Regenerative medicine and Cross-border awards…
Gene Therapy Saves Donor Lungs: A technique using gene therapy on donor lungs before transplantation may be used to repair and save damaged lungs, making them potentially suitable for transplantation into patients. The procedure involves first preserving the lungs at normal body temperature in a protective chamber called the Toronto XVIVO Lung Perfusion System, which continuously pumps a solution of oxygen, proteins and nutrients. Next, adenovirus gene therapy is used to introduce the IL-10 cytokine gene into the lungs. IL-10 helps to decrease inflammation, which would lead to improved health and function of the donor lungs and better outcome for the patient.
Dr. Shaf Keshavjee, the project leader at the McEwen Centre for Regenerative Medicine, describes the rationale:
“It’s as if gene therapy turbocharges each individual cell to manufacture many more proteins in its own IL-10 factory.”
“This protein down-regulates or decreases the inflammatory potential of cells injured before and during the transplant process. It also has the capacity to turn down the recipient’s immune system which rejects the transplanted organ.”
The research study is reported in this week’s issue of Science, Translational Medicine.
A Platform to Test Cardiac Cell Therapy: A model system for evaluating stem cell transplant in cardiac cell therapy to repair damaged heart tissue is described in this study by Drs. Peter Zandstra and Milica Radisic’s team at the University of Toronto. Using their engineered heart tissue (EHT) as the analytical platform, they applied stem-cell derived cardiac cells and measured molecular and electrophysiological parameters of the EHT. The system was verified as a predictive strategy to interrogate different cell transplantation conditions for the capacity to survive and functionally integrate into heart tissue. This tool should help researchers accelerate development of cardiac cell therapy strategies and it can also provide mechanistic insight into the challenges of a successful transplant. On a personalized medicine theme, an advantage of the system is that the EHTs are customizable and can be derived from individuals for patient specific testing prior to the actual treatment. The study appears in this week’s edition of the Proceedings of the National Academy of Sciences.
“Cross-border” Cancer Stem Cell Therapy Award: The Collaborative Partnership Program between the California Institute for Regenerative Medicine (CIRM) and the Cancer Stem Cell Consortium (CSCC) in Canada have awarded two internationally recognized Canadian researchers with support to lead their respective cancer stem cell based therapy projects.

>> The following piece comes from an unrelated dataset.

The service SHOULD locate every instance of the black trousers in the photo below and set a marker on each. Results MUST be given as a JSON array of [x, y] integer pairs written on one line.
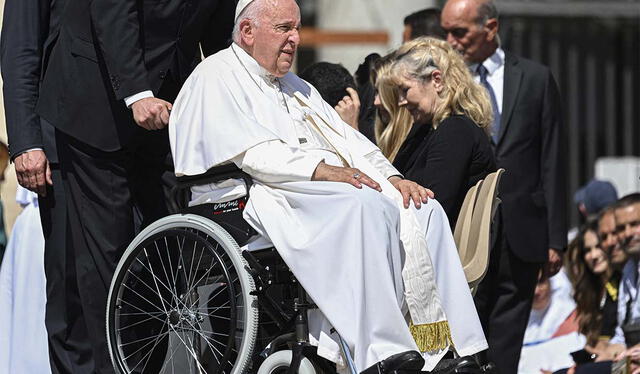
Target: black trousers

One project will develop agents to directly target leukemic stem cells that are resistant to current therapies. This will be co-led by Dr. John Dick, Princess Margaret Hospital and Dr. Dennis Carson, University of California San Diego.
The other project will develop small molecules targeting cancer-initiating cells within solid tumor cancers and will be co-led by Dr. Tak Mak, Princess Margaret Hospital and Dr. Dennis Slamon, University of California, Los Angeles.
The awards offer each project up to $40 million (USD) over four years, with funding for the Canadian investigators contributed by Genome Canada and Canadian Institutes of Health Research through the CSCC and funding for the Californian investigators contributed by CIRM.
Congratulations to Drs. John Dick and Tak Mak!
Top 10: The Scientist magazine ranked Dalhousie University in Halifax and the University of Toronto in the top 10 best places to work in academia outside of the U.S. Based on a web survey of scientists regarding job satisfaction, pay, research resources and relationships with their peers and management, Dalhousie ranked 5th and U of T came in at 10th place. It is very nice to see Canadian institutions and our great research environment recognized by peers around the world.